DD - Disk Dump
1. Create an empty file of 650MB size.
#dd if=/dev/zero of="empty_file" bs=1024k count=650
2. To Create ISO from CD OR DVD
#dd if=/dev/cdrom of=file.iso
3. Create an exact image of this floppy-disk by issuing the command
#dd if=/dev/fd0 of=floppy.img
4. Create backup of HDD or partition
#dd if=/dev/sdb of=backup.dd
5. Creating backup of one hardisk in to second HDD.
#dd if=/dev/sda of=/dev/sdb conv=noerror,sync bs=4k
Note : dd with conv=noerror writes nothing in the image in case of a bad block.
You can check the backup image consistency to check for any problem with backup image
#fsck -y /dev/sdb
6. How to take backup of only MBR and MBR + Partition Table;
#dd if=/dev/sda of=mbr.bak bs=1 count=446 (Backup only MBR)
#dd if=/dev/sda of=mbr_part.bak bs=1 count=512 (Backup MBR + Partition Table)
#dd if=mbr.bak of=/dev/sda bs=1 count=446 (Restore only MBR)
#dd if=mbr_part.bak of=/dev/sda bs=1 count=512 (Backup only MBR)
7. To wipe the hard disk completely,
#dd if=/dev/zero of=/dev/sda
8. How to compress DD image ?
#dd if=/dev/hda conv=sync,noerror bs=64K | gzip -c > /mnt/sda1/hda.img.gz
Note that /mnt/sda1 is my backup device.
"dd" is the command to make a bit-by-bit copy of "if=/dev/hda" as the "Input File" to "of=/mnt/sda1/hda.img.gz" as the "Output File". Everything from the partition will go into an "Output File" named "hda.img.gz". "conv=sync,noerror" tells dd that if it can't read a block due to a read error, then it should at least write something to its output of the correct length. Even if your hard disk exhibits no errors, remember that dd will read every single block, including any blocks which the OS avoids using because it has marked them as bad. "bs=64K" is the block size of 64x1024 Bytes. Using this large of block size speeds up the copying process. The output of dd is then piped through gzip to compress it.
To restore your system:
#gunzip -c /mnt/sda1/hda.img.gz | dd of=/dev/hda conv=sync,noerror bs=64K
9. Store extra information about the drive geometry necessary in order to interpret the partition table stored within the image. The most important of which is the cylinder size.

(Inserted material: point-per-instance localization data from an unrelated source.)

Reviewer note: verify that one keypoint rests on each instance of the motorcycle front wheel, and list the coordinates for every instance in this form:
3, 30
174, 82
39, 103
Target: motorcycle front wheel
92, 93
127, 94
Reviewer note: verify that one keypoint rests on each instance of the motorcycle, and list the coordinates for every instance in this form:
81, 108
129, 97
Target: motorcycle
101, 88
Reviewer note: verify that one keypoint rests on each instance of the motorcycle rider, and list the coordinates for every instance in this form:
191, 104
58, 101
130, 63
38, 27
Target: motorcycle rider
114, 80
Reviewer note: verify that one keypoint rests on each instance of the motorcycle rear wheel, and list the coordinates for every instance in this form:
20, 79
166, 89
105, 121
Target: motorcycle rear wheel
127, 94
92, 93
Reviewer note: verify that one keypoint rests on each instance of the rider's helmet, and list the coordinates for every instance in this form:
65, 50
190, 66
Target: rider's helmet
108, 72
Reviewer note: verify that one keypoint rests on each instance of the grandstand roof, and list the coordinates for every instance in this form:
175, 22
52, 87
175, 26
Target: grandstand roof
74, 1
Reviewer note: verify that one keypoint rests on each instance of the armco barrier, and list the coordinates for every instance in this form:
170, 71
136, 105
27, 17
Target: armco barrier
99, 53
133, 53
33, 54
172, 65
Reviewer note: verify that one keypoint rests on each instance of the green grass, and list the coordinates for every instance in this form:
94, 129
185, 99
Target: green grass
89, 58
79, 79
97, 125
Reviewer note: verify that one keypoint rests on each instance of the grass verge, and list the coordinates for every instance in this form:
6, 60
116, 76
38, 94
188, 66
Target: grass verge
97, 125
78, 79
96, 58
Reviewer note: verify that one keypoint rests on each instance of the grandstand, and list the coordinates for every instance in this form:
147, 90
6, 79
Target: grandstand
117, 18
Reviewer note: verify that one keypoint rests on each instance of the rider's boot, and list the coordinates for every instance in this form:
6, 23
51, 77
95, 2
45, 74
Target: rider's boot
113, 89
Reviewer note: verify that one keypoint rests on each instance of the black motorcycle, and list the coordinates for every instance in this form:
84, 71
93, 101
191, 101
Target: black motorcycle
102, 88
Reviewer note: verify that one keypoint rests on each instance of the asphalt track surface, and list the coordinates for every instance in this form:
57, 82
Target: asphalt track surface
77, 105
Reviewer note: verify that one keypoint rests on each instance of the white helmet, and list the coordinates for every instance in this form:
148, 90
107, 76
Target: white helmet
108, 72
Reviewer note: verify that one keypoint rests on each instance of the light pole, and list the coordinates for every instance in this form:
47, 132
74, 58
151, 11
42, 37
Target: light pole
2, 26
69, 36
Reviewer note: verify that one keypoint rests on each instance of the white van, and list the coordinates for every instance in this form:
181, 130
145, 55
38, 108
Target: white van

# fdisk -l /dev/hda > /mnt/sda1/hda_fdisk.info
One of the disadvantages of the dd method over software specifically designed for the job such as Ghost or partimage is that dd will store the entire partition, including blocks not currently used to store files, whereas the likes of Ghost understand the filesystem and don't store these unallocated blocks. The overhead isn't too bad as long as you compress the image and the unallocated blocks have low entropy. In general this will not be the case because the emtpy blocks contain random junk from bygone files. To rectify this, it's best to blank all unused blocks before making the image. After doing that, the unallocated blocks will contain mostly zeros and will therefore compress down to almost nothing.
Mount the partition, then create a file of zeros which fills the entire disk, then delete it again.
# dd if=/dev/zero of=/tmp/delete.me bs=8M; rm delete.me
#dd if=/dev/hda conv=sync,noerror bs=64K | gzip -c > /mnt/sda1/backup.img.gz
10. You can also use the cat command and pipe it through gzip with the "-9" option (for maximum compression) and then redirect the output to your image file:
#cat /dev/sda | gzip -9 > hdbback.img.gz
11. Error Handling : Murphy's Law was postulated long before digital computers, but it seems it was specifically targeted for them. When you need to read a floppy or tape, it is the only copy in the universe and you have a deadline past due, that is when you will have a bad spot on the magnetic media, and your data will be unreadable. To the rescue comes dd, which can read all the good data around the bad spot and continue after the error is encountered. Sometimes this is all that is needed to recover the important data.